Konten dari Pengguna
Femisida: Saat Tubuh Perempuan Masih Dianggap Milik Orang Lain
27 Oktober 2025 12:00 WIB
·
waktu baca 4 menit
Kiriman Pengguna
Femisida: Saat Tubuh Perempuan Masih Dianggap Milik Orang Lain
Femisida bukan hanya sekadar kejahatan, tetapi dari budaya yang menormalisasi kekerasan terhadap perempuan.
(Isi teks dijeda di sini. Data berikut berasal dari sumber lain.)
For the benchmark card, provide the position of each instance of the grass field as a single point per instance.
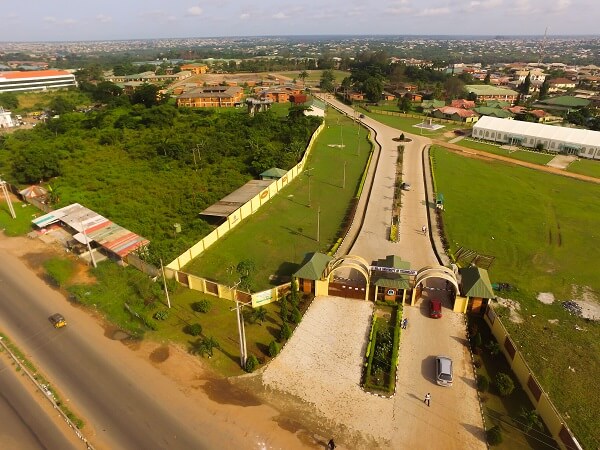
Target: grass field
(22, 224)
(280, 233)
(220, 323)
(540, 227)
(522, 155)
(585, 167)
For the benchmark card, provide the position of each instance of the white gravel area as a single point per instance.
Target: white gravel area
(322, 362)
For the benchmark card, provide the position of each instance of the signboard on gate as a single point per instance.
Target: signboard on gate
(394, 270)
(263, 298)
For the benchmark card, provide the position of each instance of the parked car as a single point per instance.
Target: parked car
(443, 371)
(435, 309)
(57, 320)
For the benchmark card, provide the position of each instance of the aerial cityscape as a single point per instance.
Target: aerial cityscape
(351, 225)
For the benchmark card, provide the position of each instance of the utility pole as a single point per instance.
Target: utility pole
(319, 224)
(241, 329)
(309, 175)
(87, 241)
(7, 197)
(162, 269)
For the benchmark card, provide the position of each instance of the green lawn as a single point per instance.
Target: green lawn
(278, 236)
(220, 323)
(22, 224)
(585, 167)
(522, 155)
(540, 227)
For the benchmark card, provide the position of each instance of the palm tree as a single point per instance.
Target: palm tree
(303, 76)
(260, 315)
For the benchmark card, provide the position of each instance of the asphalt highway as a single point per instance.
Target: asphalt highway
(115, 398)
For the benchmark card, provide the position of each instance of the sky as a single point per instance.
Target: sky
(69, 20)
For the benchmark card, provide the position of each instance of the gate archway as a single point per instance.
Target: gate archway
(438, 272)
(344, 287)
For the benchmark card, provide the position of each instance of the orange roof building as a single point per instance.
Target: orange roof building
(36, 80)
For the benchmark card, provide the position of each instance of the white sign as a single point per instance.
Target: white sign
(394, 270)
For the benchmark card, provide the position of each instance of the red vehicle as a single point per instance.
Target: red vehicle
(435, 309)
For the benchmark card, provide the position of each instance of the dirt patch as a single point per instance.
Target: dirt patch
(514, 309)
(547, 298)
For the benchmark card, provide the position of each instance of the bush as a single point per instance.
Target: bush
(295, 315)
(274, 349)
(285, 333)
(251, 364)
(494, 435)
(202, 306)
(483, 383)
(194, 329)
(161, 315)
(504, 384)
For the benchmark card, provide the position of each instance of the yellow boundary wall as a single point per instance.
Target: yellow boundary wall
(246, 210)
(540, 399)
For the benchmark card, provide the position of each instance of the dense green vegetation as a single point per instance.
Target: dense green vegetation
(149, 167)
(281, 232)
(540, 228)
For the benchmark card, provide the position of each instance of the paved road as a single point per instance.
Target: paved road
(454, 420)
(88, 368)
(24, 422)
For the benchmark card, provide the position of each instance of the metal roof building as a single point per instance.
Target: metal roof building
(572, 141)
(95, 227)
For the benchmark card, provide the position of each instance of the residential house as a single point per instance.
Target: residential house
(462, 103)
(456, 114)
(484, 93)
(561, 84)
(213, 96)
(195, 68)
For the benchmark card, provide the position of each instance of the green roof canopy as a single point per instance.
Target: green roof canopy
(273, 172)
(476, 283)
(313, 269)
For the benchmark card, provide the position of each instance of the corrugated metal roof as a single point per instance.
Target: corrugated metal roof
(231, 202)
(313, 269)
(97, 228)
(475, 282)
(538, 130)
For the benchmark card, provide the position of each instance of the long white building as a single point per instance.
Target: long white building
(35, 80)
(570, 141)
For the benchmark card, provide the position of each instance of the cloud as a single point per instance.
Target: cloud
(102, 18)
(434, 12)
(195, 11)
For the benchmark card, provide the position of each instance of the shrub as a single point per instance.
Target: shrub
(194, 329)
(251, 364)
(202, 306)
(504, 384)
(285, 333)
(494, 435)
(274, 349)
(295, 315)
(483, 383)
(161, 315)
(284, 309)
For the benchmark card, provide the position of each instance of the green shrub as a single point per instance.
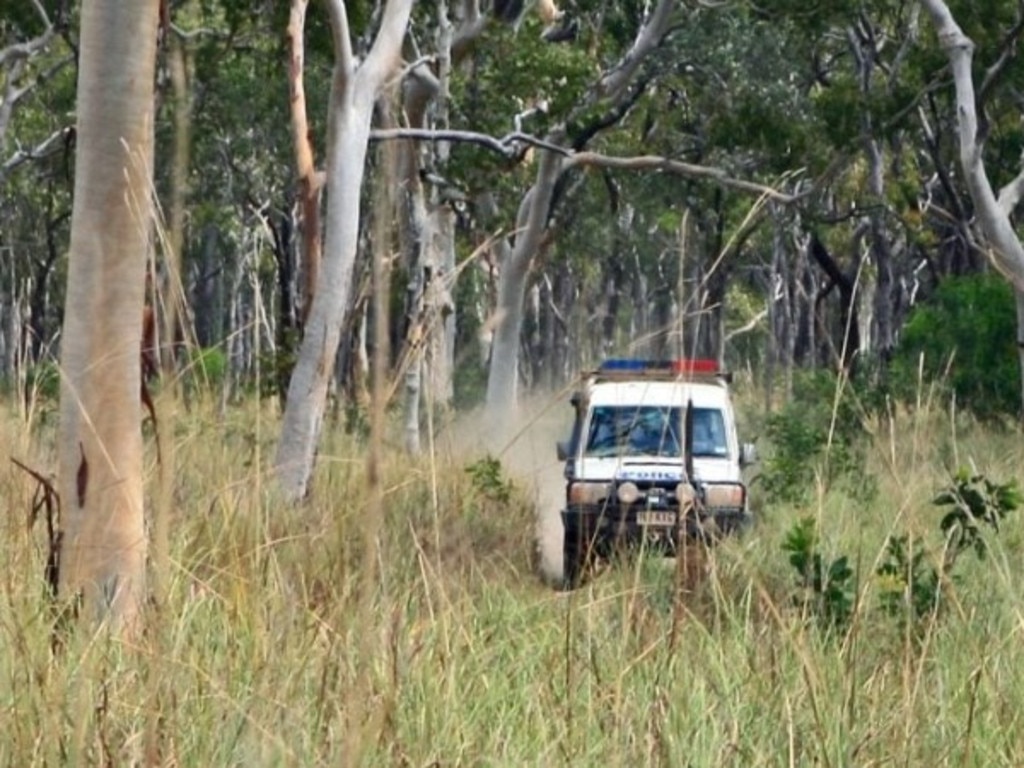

Indonesia mungkin tak separah Amerika Latin, tapi apakah kita benar-benar aman? #userstorySalma Shafira
Tulisan dari Salma Shafira tidak mewakili pandangan dari redaksi kumparan

ADVERTISEMENT
Bayangkan, setiap hari sebelas Perempuan di Amerika Latin dibunuh dengan alasan hanya karena mereka perempuan. Sebelas nyawa hilang begitu saja; bukan karena alasan perang, melainkan karena alasan kebencian. Angka itu bukan sekadar data, itu merupakan ketakutan yang menunggu giliran di lain tempat. Ia mencerminkan ketakutan yang meluas dalam masyarakat di mana kekerasan terhadap perempuan masih dianggap dapat diterima. Di saat yang sama, Indonesia mengalami peningkatan tindakan kekerasan serupa, sering disamarkan sebagai “pelanggaran biasa”. Pertanyaan utama: Apakah perempuan di Indonesia benar-benar aman?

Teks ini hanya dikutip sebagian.